Die Höntroper Reserve spielt Volleyball in unterschiedlichen Besetzungen zwischen der Landesliga und der Bezirksklasse.

Trainingszeiten: 
Montag

20:00-22:00

Feld 2 (links)
Donnerstag

20:00-22:00

Feld 3 (rechts)
In einem Spiel gegen Schwelm spielen Emotionen immer eine Rolle. Schwelm hatte in den fünf vorherigen Ligaspielen immer die vollen Punkte erspielt.

Das sorgte für ein gutes Polster an Selbstbewusstsein. Höntrop  hatte im Hinspiel zwar den ersten Satz (25-9) deutlich gewonnen, sich  danach aber der Taktik des Schwelmer Trainers Gerry Duve ergeben müssen. Bei diesem Spiel fehlte der Trainer von Höntrop, dass sollte im Rückspiel nicht so sein. Trainer Rüdiger Kümmel hatte in der Vorwoche das Höntroper Team gut auf die jungen agilen Damen eingestellt. "Wir haben ihr Angriffsverhalten im Training kopiert und unser Aufschlagkonzept auf die Spielerinnen von Schwelm angepasst."

Im Spiel selber verliefen die ersten drei Sätze sehr ausgeglichen. Beide Teams mussten alles an Abwehr und Angriffsarbeit geben um die Punkte zu erringen. Wobei  drei kuriose Punkte auf Höntroper Seite erzielt werden konnten. Direkt zurückgespielte Annahmebälle erzeugten Verwirrung im Schwelmer Team und  führten zu direkten Punkten für die Wattenscheiderinnen.

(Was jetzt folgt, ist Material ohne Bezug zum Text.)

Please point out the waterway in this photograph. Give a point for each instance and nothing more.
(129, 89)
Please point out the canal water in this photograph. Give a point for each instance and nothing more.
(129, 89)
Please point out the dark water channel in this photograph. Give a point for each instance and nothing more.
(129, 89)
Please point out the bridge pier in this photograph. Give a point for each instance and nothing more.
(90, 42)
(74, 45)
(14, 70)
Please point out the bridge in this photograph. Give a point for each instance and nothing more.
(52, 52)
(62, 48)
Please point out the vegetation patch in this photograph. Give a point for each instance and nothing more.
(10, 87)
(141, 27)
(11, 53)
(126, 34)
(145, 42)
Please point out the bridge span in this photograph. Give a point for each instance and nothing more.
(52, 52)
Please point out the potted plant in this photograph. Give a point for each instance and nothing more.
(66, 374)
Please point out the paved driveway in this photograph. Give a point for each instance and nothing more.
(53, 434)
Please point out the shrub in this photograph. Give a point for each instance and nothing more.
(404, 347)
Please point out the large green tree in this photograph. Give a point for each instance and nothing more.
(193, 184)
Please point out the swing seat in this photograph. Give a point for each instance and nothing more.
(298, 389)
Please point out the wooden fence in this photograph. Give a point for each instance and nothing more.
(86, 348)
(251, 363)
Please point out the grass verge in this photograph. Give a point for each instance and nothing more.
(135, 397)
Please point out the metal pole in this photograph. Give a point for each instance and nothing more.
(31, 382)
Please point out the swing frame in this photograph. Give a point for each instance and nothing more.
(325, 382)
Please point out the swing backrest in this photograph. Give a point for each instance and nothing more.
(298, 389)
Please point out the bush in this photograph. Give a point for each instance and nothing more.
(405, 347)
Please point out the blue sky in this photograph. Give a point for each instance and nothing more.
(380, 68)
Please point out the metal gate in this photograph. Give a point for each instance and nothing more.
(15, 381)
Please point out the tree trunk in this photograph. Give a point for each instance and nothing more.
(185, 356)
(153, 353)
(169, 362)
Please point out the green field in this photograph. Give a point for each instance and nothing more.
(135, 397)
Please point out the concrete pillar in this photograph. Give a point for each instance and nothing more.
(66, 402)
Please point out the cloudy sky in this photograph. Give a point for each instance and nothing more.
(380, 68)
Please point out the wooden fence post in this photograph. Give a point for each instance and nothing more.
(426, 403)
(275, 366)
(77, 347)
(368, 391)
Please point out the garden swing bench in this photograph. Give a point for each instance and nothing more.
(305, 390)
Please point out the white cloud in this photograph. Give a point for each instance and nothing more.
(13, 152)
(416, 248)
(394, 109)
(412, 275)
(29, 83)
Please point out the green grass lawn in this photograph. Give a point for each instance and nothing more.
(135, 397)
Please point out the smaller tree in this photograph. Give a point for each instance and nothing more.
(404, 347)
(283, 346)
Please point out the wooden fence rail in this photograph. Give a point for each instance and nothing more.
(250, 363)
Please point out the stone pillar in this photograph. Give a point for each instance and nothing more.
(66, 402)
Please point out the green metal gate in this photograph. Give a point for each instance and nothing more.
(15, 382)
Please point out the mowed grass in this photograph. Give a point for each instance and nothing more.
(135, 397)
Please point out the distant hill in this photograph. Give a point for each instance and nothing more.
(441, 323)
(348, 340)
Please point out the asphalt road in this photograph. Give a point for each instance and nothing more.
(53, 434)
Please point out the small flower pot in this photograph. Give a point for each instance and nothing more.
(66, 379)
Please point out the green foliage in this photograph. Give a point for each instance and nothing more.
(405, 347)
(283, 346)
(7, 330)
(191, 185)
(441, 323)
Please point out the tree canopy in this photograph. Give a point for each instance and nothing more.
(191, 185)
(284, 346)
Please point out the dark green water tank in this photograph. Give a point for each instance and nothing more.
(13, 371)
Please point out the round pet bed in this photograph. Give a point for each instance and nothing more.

Ausschlaggebend für den Sieg in Schwelm war Satz Nr. 4. Schwelm erspielte sich einen Vier-Punkte-Vorsprung beim 14:10. Höntrop wechselte auf der Diagonalposition Ivonne Möller ein. "Ivonne ist auf dieser Position recht erfahren und kann mit ihren diagonal gespielten Halfcuts für Punkte sorgen. Zuvor konnte schon Katrin Heinrich mehrfach von der Mitte aus, die Sicherungslücken bei den Gegnerinnen in den extremen Diagonalen ausnutzen und dort mit gut gelegten Bällen punkten," meint Trainer Rüdiger Kümmel. Insgesamt haben alle Wattenscheider Angreiferinnen sehr überlegt und mit Auge ihre Bälle platziert.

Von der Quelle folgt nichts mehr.